Pope: Ignatius of Antioch, the irrepressible desire of Christians for Unity
Vatican City (AsiaNews) – A strong urge within the Church and believers, their “intense desire for union” was the central theme of today’s general audience, in which Benedict XVI reflected on the figure of St Ignatius, “Doctor of unity”. Following on from his example the Pope “beseeched the Lord for the grace of unity”.
The audience returned to St Peter’s Square, where a multitude of coloured caps marked the sunny spring day.

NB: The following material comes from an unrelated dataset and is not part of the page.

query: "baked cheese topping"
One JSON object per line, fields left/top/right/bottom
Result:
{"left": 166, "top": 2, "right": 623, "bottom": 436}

Over 30 thousand people were present applauding the Pope at great length as he made his way around the square to greet them before beginning his weekly address, on board his white open top car.
Continuing his reflections on the lives of the figures of the early Church, Benedict XVI dedicated his catechesis to St Ignatius of Antioch. The Pope noted that he was the third bishop of Antioch – the first bishop was Peter – from 70 to 107 the date of his martyrdom.
The was a flowering Christian Community in that great metropolis of the Empire, and it was there that the disciples were first called Christians. “While travelling to Rome to face martyrdom”, he wrote the seven letters to different Churches, in which “he defines Christian life as an imitation of the divine”. “In the towns where he stopped along the way he strengthened the Churches”, “urging believers to be on their guard against emerging heresies, to remain faithful to the apostolic tradition, and to maintain ecclesial harmony and co-operation”.
“St. Ignatius is called the ‘doctor of unity’” : “unity in God, unity in Christ, unity of the Church and unity among believers”, “Among the Fathers of the Church, Ignatius is renowned for his intense desire for union with Christ,”. He even expresses when pleading that his martyrdom “come quickly in order to be with Jesus. Let me imitate the passion of my Lord”. “His intense desire for union with Christ, taught that unity is a prerogative of God, and so for Christians is an imitation of the divine”. But there is a vision of unity in the Church too, he insists on communion among believers and with their Bishops. “Such harmony precludes any sense of opposition between ecclesial roles”.
Benedict XVI underlined how in the very language used by Ignatius terms linked to unity can be found: “the guitar cords, the unity of voices in a choir, the harmony of instruments”. But there is also the concept of unity between communion and mission.
The Pope recalled that we also owe Ignatius respect for being the first to attribute the term “Catholic” that is “Universal” to the Church. And he was also convinced that the Roman Christian Community “exercises a type of primacy in love and presides over charity”.